Default Alignment Preferences settings are tuned to genomic sequence libraries. Go to View>Preferences and make sure the settings under the Alignments tab allows you to view reads of interest, e.g. duplicate reads.

• IGV saves any changes you make to these settings and applies them to future sessions.
• Some changes apply only to new sessions started after the change.
• To restore default preferences, delete or rename the prefs.properties file within your system's igv folder. IGV automatically generates a new prefs.properties file with default settings. See IGV's user guide for details.

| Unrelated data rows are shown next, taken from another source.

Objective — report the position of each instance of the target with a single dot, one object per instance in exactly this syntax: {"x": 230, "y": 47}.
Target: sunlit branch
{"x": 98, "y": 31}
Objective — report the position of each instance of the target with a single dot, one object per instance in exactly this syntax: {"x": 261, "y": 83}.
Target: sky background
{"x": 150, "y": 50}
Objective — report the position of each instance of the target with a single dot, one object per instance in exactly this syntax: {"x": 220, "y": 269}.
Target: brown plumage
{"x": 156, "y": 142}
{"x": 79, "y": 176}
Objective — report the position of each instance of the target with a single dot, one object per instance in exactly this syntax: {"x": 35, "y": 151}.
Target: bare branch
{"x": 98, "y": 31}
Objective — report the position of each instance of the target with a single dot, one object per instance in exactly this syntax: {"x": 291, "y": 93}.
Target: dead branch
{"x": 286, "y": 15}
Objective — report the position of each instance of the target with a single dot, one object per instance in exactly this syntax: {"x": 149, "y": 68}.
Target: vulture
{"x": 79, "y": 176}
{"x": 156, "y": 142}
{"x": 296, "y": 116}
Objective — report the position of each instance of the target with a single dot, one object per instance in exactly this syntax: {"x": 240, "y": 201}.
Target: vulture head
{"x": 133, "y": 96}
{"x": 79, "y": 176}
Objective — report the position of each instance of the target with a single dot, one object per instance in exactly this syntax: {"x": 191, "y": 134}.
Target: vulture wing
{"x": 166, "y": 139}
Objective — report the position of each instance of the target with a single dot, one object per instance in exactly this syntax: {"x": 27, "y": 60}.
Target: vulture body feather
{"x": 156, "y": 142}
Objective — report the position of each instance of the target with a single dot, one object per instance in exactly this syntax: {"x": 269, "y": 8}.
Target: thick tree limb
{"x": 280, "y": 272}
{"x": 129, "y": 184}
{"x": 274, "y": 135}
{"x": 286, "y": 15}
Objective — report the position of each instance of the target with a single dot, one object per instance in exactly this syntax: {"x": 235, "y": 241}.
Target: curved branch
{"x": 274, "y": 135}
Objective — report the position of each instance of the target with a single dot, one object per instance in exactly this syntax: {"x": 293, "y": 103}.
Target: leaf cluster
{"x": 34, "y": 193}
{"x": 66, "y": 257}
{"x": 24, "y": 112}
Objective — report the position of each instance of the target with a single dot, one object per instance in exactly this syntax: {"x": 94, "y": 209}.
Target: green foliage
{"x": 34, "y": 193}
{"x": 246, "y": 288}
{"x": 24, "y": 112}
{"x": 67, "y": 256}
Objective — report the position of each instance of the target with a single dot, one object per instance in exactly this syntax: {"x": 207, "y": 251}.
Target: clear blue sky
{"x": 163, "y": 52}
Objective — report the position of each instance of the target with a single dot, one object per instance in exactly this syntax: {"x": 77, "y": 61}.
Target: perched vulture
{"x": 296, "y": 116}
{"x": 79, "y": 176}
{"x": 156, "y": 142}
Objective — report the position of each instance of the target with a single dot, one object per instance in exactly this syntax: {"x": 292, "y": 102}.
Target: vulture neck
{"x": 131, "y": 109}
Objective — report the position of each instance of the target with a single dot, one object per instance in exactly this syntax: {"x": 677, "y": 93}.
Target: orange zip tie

After loading data, adjust viewing modes specific to track type by right-clicking on a track to pop up a menu of options. For alignment tracks, these options are described here.

Updated on 2020-01-31

From vivekruhela on 2018-06-25

@shlee :smile:

Thanks for this post to help us in learning IGV. I am trying to use IGV for BAM file visualization. Everything is working well but, unfortunately, at last, I am getting only Chr M visualization rest for all other chromosomes, I do not get any visualization. I tried the same BAM file with other software like `tablet` (developed by James Hutton Institute (https://ics.hutton.ac.uk/tablet/) ) here I am getting the warning of total read count of zero and only chr M can be visualized. But I have made sure many times that read counts are not zero (using the command `samtools view -c BAMFile.BAM`) and similar commands for getting mapped read count also. None of them is zero. So why I am getting a warning of zero read count while it is not zero and why IGV is not able to visualize other chromosomes except chr M. I am waiting for your suggestions… Thanks.

From Sheila on 2018-06-26

@vivekruhela

Hi,

It sounds like your BAM file only has reads from chrM. What happens when you try to view another chromosome in IGV? Are there just no reads shown?

-Sheila

From shlee on 2018-06-26

Hi @vivekruhela,

I’m not familiar with `tablet` but I am familiar with `IGV`. For IGV, make sure (i) your reference matches that which your reads were aligned to and (ii) View>Preferences>Alignments settings do not filter your reads of interest. Also, If you do a `samtools flagstat` or `gatk FlagStat`, do you have reads that pass QC, are non-duplicate and not supplementary? You can learn about SAM flags [here](https://software.broadinstitute.org/gatk/blog?id=7019) if you are unfamiliar. Finally, it is often helpful for us to diagnose what is going on with a few example reads from your data that you expect to visualize elsewhere besides chrM. If you can post them to this thread, that would be great.